Similarly, the researchers behind the Global Drug Survey pointed out that people who take magic mushrooms with alcohol, or who use mushrooms in unfamiliar or dangerous settings, expose themselves to a level of risk that would not occur if they consumed their drugs in a safer setting. In certain cases, users might experience panic attacks and flashbacks – again, if they have a negative set and setting or if they have a history or a predisposition toward anxiety attacks – so the researchers advise users to “plan your trip carefully, with trusted company, and in a safe place,” and also to know the exact nature of the substances that will be consumed.
The Fear of Psychedelics
The Cut summarizes that much of the fear of psychedelics – that they cause brain damage, burn holes in the brain, or “permafry” users – is the result of sensationalist media coverage and misunderstandings of cause and effect. Writing in Nature magazine (“No Link Found Between Psychedelics And Psychosis”), a scientist notes that the intense nature of the psychedelic experience has led many to assume the worst about hallucinogens. The Cut points out that since much remains a mystery about both psychedelics and mental illnesses, the two being conflated is unsurprising.

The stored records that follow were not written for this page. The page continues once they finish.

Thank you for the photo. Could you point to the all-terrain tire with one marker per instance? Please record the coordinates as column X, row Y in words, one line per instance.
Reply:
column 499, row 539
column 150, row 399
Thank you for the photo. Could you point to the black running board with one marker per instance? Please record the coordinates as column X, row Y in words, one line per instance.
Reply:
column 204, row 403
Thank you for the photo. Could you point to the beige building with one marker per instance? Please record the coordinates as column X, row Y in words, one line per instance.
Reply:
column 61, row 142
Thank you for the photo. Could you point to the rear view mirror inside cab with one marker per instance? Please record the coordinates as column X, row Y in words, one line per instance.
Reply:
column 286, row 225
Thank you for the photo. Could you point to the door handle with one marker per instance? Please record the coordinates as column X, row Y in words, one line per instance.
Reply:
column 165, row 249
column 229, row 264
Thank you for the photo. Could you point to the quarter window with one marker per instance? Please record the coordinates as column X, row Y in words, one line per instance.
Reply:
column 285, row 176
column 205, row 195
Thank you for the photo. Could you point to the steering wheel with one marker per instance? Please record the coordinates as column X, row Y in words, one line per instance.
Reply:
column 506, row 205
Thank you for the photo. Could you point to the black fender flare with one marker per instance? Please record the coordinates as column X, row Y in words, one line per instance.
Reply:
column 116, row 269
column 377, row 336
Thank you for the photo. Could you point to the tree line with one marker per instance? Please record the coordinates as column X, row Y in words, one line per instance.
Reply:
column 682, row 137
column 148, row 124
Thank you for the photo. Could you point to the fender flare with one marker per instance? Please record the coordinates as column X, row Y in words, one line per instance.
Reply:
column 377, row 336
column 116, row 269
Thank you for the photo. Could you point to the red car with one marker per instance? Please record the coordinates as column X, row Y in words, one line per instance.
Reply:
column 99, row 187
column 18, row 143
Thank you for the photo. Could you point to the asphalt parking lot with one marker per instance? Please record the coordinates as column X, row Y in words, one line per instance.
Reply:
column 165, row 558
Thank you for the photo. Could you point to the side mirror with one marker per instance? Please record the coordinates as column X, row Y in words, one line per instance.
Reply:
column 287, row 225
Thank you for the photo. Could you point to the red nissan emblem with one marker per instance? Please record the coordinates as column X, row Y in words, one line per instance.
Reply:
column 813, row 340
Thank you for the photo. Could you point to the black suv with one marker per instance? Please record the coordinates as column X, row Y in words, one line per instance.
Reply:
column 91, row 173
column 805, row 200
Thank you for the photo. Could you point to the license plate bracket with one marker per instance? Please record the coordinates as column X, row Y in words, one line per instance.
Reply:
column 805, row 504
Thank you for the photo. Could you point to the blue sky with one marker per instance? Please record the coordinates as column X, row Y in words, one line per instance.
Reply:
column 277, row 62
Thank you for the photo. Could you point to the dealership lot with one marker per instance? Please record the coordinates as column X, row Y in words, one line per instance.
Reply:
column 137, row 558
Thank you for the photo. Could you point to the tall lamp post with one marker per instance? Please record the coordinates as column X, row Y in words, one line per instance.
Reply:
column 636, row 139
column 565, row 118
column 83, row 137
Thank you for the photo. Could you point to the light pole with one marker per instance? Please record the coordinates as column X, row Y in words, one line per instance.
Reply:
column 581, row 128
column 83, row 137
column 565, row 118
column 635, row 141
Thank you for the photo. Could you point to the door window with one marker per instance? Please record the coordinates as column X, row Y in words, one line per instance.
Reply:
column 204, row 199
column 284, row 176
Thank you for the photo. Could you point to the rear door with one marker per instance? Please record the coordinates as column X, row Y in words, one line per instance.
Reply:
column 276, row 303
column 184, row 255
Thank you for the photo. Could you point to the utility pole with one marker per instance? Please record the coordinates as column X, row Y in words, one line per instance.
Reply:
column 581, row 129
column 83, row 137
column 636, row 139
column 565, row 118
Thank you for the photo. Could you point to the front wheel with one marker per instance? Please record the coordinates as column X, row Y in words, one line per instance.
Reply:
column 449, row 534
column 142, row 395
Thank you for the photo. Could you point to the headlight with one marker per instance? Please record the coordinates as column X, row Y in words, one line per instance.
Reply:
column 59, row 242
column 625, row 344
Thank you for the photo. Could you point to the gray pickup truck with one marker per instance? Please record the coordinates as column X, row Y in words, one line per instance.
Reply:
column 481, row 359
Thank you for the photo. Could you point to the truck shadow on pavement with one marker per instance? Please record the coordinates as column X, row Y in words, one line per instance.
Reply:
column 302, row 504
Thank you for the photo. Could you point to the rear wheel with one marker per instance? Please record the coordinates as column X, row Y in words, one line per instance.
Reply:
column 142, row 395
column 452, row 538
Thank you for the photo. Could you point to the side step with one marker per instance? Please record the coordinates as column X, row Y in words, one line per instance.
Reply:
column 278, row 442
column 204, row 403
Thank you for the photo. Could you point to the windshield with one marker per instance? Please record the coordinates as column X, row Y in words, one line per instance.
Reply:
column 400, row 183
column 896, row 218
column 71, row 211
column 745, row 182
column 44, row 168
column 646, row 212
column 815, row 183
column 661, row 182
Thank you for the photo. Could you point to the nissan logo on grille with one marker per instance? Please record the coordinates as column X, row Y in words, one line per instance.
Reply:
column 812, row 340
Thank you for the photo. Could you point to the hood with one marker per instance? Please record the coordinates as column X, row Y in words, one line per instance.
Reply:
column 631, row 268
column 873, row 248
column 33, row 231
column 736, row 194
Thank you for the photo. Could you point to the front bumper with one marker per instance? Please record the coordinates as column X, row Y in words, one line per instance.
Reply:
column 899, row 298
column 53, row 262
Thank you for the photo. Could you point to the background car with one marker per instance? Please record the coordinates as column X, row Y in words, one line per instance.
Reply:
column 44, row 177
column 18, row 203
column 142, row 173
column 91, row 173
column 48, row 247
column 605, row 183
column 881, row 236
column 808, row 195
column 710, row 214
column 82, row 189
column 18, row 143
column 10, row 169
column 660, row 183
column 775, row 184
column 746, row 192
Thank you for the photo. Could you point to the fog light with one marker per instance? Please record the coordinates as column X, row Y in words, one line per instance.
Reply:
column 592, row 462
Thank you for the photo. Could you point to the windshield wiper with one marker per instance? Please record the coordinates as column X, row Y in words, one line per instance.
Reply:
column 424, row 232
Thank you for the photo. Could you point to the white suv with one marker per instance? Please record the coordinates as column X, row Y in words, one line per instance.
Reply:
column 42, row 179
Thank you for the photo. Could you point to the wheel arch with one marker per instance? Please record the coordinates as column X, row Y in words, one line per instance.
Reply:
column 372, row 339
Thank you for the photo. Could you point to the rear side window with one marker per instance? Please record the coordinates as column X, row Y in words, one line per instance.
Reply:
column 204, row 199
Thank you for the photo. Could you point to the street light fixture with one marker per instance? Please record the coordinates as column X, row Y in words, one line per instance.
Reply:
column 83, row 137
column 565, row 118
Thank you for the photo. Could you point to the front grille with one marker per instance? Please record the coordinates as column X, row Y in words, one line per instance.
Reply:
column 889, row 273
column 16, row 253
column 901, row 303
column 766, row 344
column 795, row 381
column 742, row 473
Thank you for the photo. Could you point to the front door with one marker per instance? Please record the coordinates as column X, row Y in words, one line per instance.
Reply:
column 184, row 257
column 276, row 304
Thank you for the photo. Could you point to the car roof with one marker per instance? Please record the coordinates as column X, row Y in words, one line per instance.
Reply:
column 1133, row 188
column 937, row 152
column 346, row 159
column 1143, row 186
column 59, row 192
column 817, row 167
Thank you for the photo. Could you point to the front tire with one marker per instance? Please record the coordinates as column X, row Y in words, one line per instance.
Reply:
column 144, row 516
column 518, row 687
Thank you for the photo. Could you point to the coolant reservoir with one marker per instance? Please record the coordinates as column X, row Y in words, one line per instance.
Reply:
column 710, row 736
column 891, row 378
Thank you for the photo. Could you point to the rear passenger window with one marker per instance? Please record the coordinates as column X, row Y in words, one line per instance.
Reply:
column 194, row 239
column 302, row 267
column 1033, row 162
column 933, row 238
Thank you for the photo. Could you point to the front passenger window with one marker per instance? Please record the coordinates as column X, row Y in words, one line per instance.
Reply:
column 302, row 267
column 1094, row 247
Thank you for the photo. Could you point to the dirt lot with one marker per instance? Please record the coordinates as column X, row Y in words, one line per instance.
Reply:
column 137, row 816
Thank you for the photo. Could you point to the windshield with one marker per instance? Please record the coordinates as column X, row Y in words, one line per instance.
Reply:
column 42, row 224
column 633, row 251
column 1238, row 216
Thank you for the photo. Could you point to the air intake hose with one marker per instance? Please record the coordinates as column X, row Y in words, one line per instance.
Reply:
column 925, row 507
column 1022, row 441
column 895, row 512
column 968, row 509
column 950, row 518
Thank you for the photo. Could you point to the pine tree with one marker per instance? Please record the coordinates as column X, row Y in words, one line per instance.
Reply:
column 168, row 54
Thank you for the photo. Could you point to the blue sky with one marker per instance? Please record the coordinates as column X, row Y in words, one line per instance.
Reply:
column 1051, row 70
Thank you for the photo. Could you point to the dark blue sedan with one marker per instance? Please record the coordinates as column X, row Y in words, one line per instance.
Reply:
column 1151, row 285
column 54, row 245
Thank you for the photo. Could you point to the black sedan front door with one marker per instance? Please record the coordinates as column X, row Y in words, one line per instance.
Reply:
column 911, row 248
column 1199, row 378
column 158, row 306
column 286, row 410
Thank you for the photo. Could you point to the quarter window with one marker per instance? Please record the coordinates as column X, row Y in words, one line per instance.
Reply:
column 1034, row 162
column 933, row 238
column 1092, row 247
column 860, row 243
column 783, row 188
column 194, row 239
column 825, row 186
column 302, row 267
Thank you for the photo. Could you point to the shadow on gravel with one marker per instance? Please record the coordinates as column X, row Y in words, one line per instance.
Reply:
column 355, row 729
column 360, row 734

Ultimately, says The Cut, while there are legitimate concerns about the effects and safety of psychedelics, the most drastic predictions of brain damage or “acid casualties” are the result of “decades of […] unnecessary fear mongering.” A study author and associate professor in Behavioral Pharmacology Research Unit at Johns Hopkins University in Baltimore, Maryland, acknowledges that while the public health data suggests the dangers of psychedelics have been overstated, people have nonetheless been harmed as the result of their psychedelic consumption even if these cases are rare outliers.
The surest way to avoid any unwanted effects from psychedelic consumption is not to take psychedelics at all. For people who have a high risk of developing certain mental health disorders, psychedelic drug use will almost certainly exacerbate their conditions. For users who are going to take hallucinogens, it should be done only in the company of trusted friends, in a safe environment, and with full knowledge of the nature and dosage of the psychedelics they are taking.